Cela les conduit également à entreprendre des actions violentes à l’encontre des pays occidentaux perçus comme ennemis à leur cause, en particulier les États-Unis. Le djihadisme représente-t-il une menace ? Cette mouvance semble à même de fédérer de petits groupes d’individus en quête d’action pour exprimer des frustrations sociales ou politiques. La nature spontanée de ces groupes, issus de franges ultra-minoritaires des communautés musulmanes, les rend imprévisibles et potentiellement dangereux. A noter que bien qu’ instrumentalisé pour légitimer des objectifs de nature révolutionnaire, visant à instaurer une société musulmane homogène, l’Islam, en tant que religion n’a rien à voir avec phénomène djihadiste. Dès lors, comment concilier la déclaration universelle des droits de l’homme face à ces nouvelles actions politiques violentes et face à la vigilance des activistes défenseurs des droits de l’homme qui voudraient les promouvoir partout et en tout lieu, même là où les Etats sont aux prises avec des mouvements terroristes en gestation ou déjà opérationnels ?

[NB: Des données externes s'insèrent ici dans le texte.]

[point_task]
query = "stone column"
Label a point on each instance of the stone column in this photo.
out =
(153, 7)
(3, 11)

Pour revenir au cas qui nous intéresse, si les services burundais habilités n’avaient pas neutralisé les troupes du FRD, dont la plupart des membres salafistes y compris Hassan Ruvakuki voulaient changer l’ordre des choses au Burundi, à l’heure qu’il est, des forces internationales seraient au coude à coude avec des terroristes djihadistes dans tout le pays. La lutte pour le pouvoir ne doit en aucun cas passer par la violence, ni moins par le soutien aux actions terroristes. La société civile burundaise et certains membres de l’opposition étaient et sont au courant des activités de Hassan Kavakuki, mais pour eux, comme tous les moyens sont bons pourvu qu’ils arrivent au pouvoir, leurs intérêts passent naturellement avant l’intérêt supérieur de la nation et surtout des menaces terroristes auxquelles le monde fait face aujourd’hui. Dans un monde moderne, il est vrai que certaines pratiques ne sont plus tolérées et que seul l’Etat de droit s’impose. Proclamons la liberté de la presse à commencer par celle des journalistes mais gardons- nous de fermer les yeux sur la réalité des dangers qui se cachent derrière cette liberté pour compromettre celle des autres. Complices ou ignorant, ceux qui s’acharnent contre la justice et le pouvoir actuel au Burundi pour exiger la libération immédiate de ce militant djihadiste seront tôt ou tard déçus de leur entreprise. Entre-temps, d’une part, la  vigilance s’impose pour sauvegarder les acquis de la paix et de la démocratie, et d’une autre part, la communauté internationale devrait continuer à appuyer les efforts du gouvernement burundais dans la lutte contre le terrorisme et les menaces que celui-ci présente.